We’re 20-somethings. We’re university students, first-time employees, low-budget and low-time people. How on earth do we find the money, time or energy to travel? How do we make these trips happen? Here’s a few ideas to get you started and inspired.

  1. Don’t let them tell you no. Your school will tell you it’s difficult. Mine asked me to write essays and petition the administration. You might apply to a program and get a “we’re sorry” rejection email. You might get lucky with parents that support you or you might not. Even if it’s not outright disapproval, deep down, there are a whole lot of people out there who think our generation should be saving for the future instead of spending on seeing the world. Whoever they are and whatever the obstacles, believe in yourself and don’t let their “no’s” discourage you.
  2. Dedicate yourself. If there is something you truly want to do, do it. Don’t spend your life re-blogging or pinning future travel sites and then give up trying to go to them with the simplest “I don’t have the (you fill in the blank).” Quietly dedicate yourself to planning your adventures, and don’t loose sight of your plans.
  3. Plan. Planning means using sites like Rome2rio, Skyscanner, Studentuniverse, Holiday Pirate, Hostel World, Airbnb, Hostels.com, Couchsurfing, Eurail, Flixbus. It means looking into programs like Workaway, WOOFing, Interning abroad, every study abroad option out there (there are millions). It will take you forever and often it does get overwhelming. Take a break, then go back to planning. Spontaneous travel is really fun, but planned adventures are more likely to actually happen.
  4. Save. I mean it. Sit down with yourself and think about all the things you want to do and then think about all the things you want to own. Which are more important to you? A huge pet peeve of mine is when friends complain about how they don’t have the money to travel and then show up to class with a new wardrobe and large Starbucks coffee. ‘Work hard play hard’ is much more fun when you’re in the “play” phase, but life can be so cool if you succeed in saving for the play.
  5. Make decisions with your dreams in mind. That means if you want to travel, make sure your university of choice says they’ll allow you to do it. If you want to do one long trip, maybe don’t take that short Spring Break one. Maybe don’t give into your deep desire to have a kitten in your new apartment if you also have a deep desire to spend 6 months in France. Schedule your university courses with travel in mind — maybe take the required ones first so you can take those gen-ed requirements when you’re abroad and it’s harder to transfer back the upper level courses.
  6. Google search like your life depends on it. Read the blogs, follow the travel Instagram. Some of my best discoveries have been made because I saw the sight on a blog or because a hostel friend recommended it. Indulge your dreams but then act on them.

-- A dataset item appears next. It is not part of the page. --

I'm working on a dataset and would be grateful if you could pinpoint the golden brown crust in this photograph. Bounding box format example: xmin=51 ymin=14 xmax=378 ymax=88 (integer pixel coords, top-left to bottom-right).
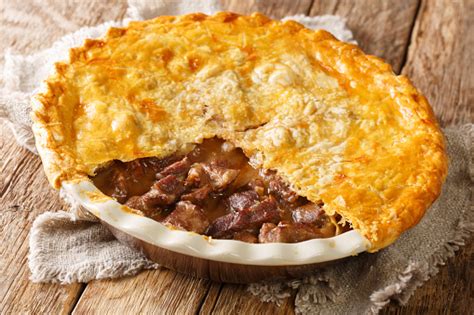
xmin=31 ymin=12 xmax=448 ymax=250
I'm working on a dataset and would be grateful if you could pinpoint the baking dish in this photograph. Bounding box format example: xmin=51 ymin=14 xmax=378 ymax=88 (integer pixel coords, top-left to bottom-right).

And above all, remember that you are no less of a person if you do not succeed in going abroad or backpacking across the world. Perhaps you find something else that makes you want to stay stable and grounded. Perhaps you realize that you prefer short term group trips to the uncertainty of study abroad or solo treks. Maybe you find that the things you love at home are more important to you than exploring.

While I believe that traveling is important when we’re young, it does not define a person. If the travel bug doesn’t bite or if it just doesn’t work out — the world needs all types of people.